REPUBLIKA.CO.ID, SEOUL -- Korea Selatan tahun ini menerima 164 pencari suaka dari hampir 6.000 orang yang melamar meskipun diberlakukan pembatasan perjalanan akibat virus corona. Imigrasi adalah masalah yang diperdebatkan di Korea Selatan.
Di negara itu, banyak orang yang bangga dengan homogenitas etnis, bahkan ketika populasinya yang berjumlah 51 juta jiwa menua dengan cepat dan angkatan kerja menyusut. Angka 5.896 pelamar untuk status pengungsi antara Januari dan Agustus turun sekitar 36 persendari periode yang sama tahun lalu, berdasarkan data dari Kementerian Kehakiman Korea Selatan pekan lalu.

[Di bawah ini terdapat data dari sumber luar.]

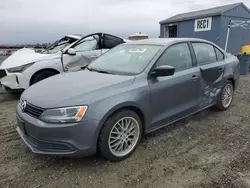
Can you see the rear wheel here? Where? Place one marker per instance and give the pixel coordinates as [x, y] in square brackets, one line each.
[42, 75]
[225, 97]
[120, 135]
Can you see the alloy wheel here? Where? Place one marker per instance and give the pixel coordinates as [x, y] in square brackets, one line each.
[227, 95]
[124, 136]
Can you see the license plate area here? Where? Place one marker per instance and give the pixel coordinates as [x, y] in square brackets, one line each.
[21, 125]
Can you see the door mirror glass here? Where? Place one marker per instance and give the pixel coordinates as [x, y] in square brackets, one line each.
[163, 70]
[71, 51]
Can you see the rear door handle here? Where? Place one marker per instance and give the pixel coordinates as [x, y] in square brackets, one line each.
[221, 69]
[194, 77]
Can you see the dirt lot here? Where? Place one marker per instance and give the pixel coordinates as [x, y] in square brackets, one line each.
[209, 149]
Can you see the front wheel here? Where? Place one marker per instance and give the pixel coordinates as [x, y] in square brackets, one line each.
[120, 135]
[225, 97]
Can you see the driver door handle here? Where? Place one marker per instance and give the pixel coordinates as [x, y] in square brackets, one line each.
[221, 69]
[194, 77]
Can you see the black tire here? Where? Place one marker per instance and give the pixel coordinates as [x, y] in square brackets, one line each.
[42, 75]
[219, 106]
[103, 143]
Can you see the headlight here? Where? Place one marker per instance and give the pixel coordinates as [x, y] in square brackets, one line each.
[64, 115]
[19, 68]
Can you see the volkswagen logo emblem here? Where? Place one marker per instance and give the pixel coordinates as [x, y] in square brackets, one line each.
[23, 105]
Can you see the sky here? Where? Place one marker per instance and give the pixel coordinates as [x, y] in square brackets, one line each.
[38, 21]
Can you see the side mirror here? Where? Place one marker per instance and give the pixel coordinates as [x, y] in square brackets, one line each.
[71, 51]
[163, 70]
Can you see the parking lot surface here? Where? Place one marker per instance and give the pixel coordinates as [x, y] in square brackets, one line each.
[209, 149]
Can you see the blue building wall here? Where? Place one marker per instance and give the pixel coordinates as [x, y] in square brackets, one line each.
[217, 34]
[238, 36]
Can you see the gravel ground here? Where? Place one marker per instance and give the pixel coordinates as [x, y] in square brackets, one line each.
[209, 149]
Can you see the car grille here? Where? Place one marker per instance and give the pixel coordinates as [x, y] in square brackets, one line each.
[32, 110]
[2, 73]
[48, 146]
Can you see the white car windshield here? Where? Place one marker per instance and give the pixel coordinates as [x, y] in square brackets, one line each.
[130, 59]
[58, 45]
[87, 44]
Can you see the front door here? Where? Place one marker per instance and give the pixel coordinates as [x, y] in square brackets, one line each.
[173, 97]
[86, 50]
[211, 62]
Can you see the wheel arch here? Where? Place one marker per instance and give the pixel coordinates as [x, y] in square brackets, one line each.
[39, 71]
[126, 106]
[232, 80]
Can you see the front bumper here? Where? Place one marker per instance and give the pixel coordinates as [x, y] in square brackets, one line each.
[71, 140]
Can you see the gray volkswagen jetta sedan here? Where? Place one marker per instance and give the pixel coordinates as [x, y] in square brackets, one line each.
[133, 89]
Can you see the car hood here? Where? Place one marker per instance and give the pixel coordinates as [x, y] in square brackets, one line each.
[75, 88]
[25, 56]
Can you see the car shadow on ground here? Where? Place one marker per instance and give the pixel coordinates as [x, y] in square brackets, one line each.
[97, 161]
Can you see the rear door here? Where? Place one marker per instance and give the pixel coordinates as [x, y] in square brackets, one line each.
[175, 96]
[212, 65]
[87, 49]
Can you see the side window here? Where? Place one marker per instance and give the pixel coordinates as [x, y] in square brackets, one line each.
[220, 55]
[177, 56]
[111, 41]
[205, 53]
[87, 44]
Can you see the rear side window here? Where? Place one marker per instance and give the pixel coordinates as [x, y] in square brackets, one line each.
[220, 55]
[205, 53]
[177, 56]
[111, 41]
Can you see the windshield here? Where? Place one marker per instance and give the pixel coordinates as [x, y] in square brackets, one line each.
[58, 45]
[128, 59]
[87, 44]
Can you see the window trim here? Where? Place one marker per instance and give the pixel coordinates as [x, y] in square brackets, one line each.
[182, 42]
[203, 42]
[220, 52]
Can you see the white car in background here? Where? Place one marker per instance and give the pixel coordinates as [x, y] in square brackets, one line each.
[26, 67]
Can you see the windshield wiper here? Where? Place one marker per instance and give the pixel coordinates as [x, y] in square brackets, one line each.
[100, 71]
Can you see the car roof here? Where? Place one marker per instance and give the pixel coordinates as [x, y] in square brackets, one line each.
[165, 41]
[75, 36]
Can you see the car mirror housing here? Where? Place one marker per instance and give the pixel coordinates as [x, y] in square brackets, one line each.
[163, 70]
[71, 51]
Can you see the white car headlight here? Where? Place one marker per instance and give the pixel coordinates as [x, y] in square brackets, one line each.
[19, 68]
[64, 115]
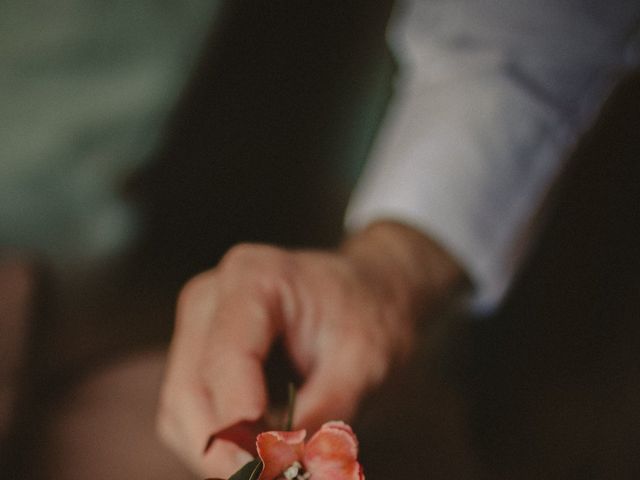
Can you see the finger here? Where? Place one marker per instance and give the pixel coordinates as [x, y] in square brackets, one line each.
[185, 406]
[335, 385]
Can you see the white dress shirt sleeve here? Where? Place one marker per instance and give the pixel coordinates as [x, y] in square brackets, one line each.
[491, 97]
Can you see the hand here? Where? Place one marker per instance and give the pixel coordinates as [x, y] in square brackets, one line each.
[345, 317]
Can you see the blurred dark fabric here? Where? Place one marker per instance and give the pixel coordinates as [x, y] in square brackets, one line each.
[549, 388]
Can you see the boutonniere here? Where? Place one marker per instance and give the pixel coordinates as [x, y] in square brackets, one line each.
[330, 454]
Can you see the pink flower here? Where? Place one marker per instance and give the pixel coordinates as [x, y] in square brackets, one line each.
[330, 454]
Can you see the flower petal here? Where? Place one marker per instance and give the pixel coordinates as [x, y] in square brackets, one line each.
[278, 451]
[332, 453]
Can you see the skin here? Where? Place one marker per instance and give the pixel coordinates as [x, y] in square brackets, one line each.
[356, 306]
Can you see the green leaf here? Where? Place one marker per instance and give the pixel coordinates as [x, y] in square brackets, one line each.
[251, 471]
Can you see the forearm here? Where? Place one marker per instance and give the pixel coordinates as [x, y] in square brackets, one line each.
[405, 266]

Rusia menduduki puncak daftar pelamar dengan hampir 18 persen, diikuti oleh orang-orang dari Mesir, Kazakhstan, Malaysia, dan India. Hanya sekitar empat persen dari 4.019 orang yang menyelesaikan proses penyaringan diterima atau diberikan tempat tinggal karena alasan kemanusiaan, meskipun tidak diakui sebagai pengungsi. Angka tersebut kurang dari enam persen pada 2019 dan 16 persen pada 2018.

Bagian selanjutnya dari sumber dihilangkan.